9.    Your employer can and will look to see the expenditures of your corporate card even if you are responsible for paying the bill.  If you subscribe to a naughty website or use it to purchase lingerie for your wife/significant other when on a business trip, you may have to answer a few embarrassing questions.  Same goes for the numbers you call on your corporate cell phone.
What’s the moral here?
First, a rule to live by: “Don’t do anything you can’t afford to have printed on the front page of the New York Times” This doesn’t mean don’t do anything.  It means assume everything you do at work will become public at some point it time. {It’s your resume.}  Make sure when it does become public you’ll be proud of it and it won’t need explaining or excusing.
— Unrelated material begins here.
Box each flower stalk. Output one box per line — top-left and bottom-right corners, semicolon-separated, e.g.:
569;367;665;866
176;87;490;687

Second, there was a time when you were loyal to your company and your company was loyal to you.  In today’s environment that is anything but true.  Your image should show your competence, your integrity, and your professionalism whenever you come in contact with anyone by writing, phone or teleconference.  When thinking about your image always remember the joke of the two guys running away from the hungry lion.  You don’t have to outrun the lion. You only have to outrun the other guy.  If you look better and more professional than some cluck that litters his e-mails with smilies, spells like he’s in fifth grade, and wouldn’t know a capital letter if he tripped over it, who do you think will still come to work after the layoff?  More importantly if you were hiring, whose resume would you seriously consider: The one that looked like a fan letter your pre-teen daughter wrote or a guy with a degree an IQ and some class?

It’s all really a matter of image.  Now remove some of that hardware hanging off your face and go to work.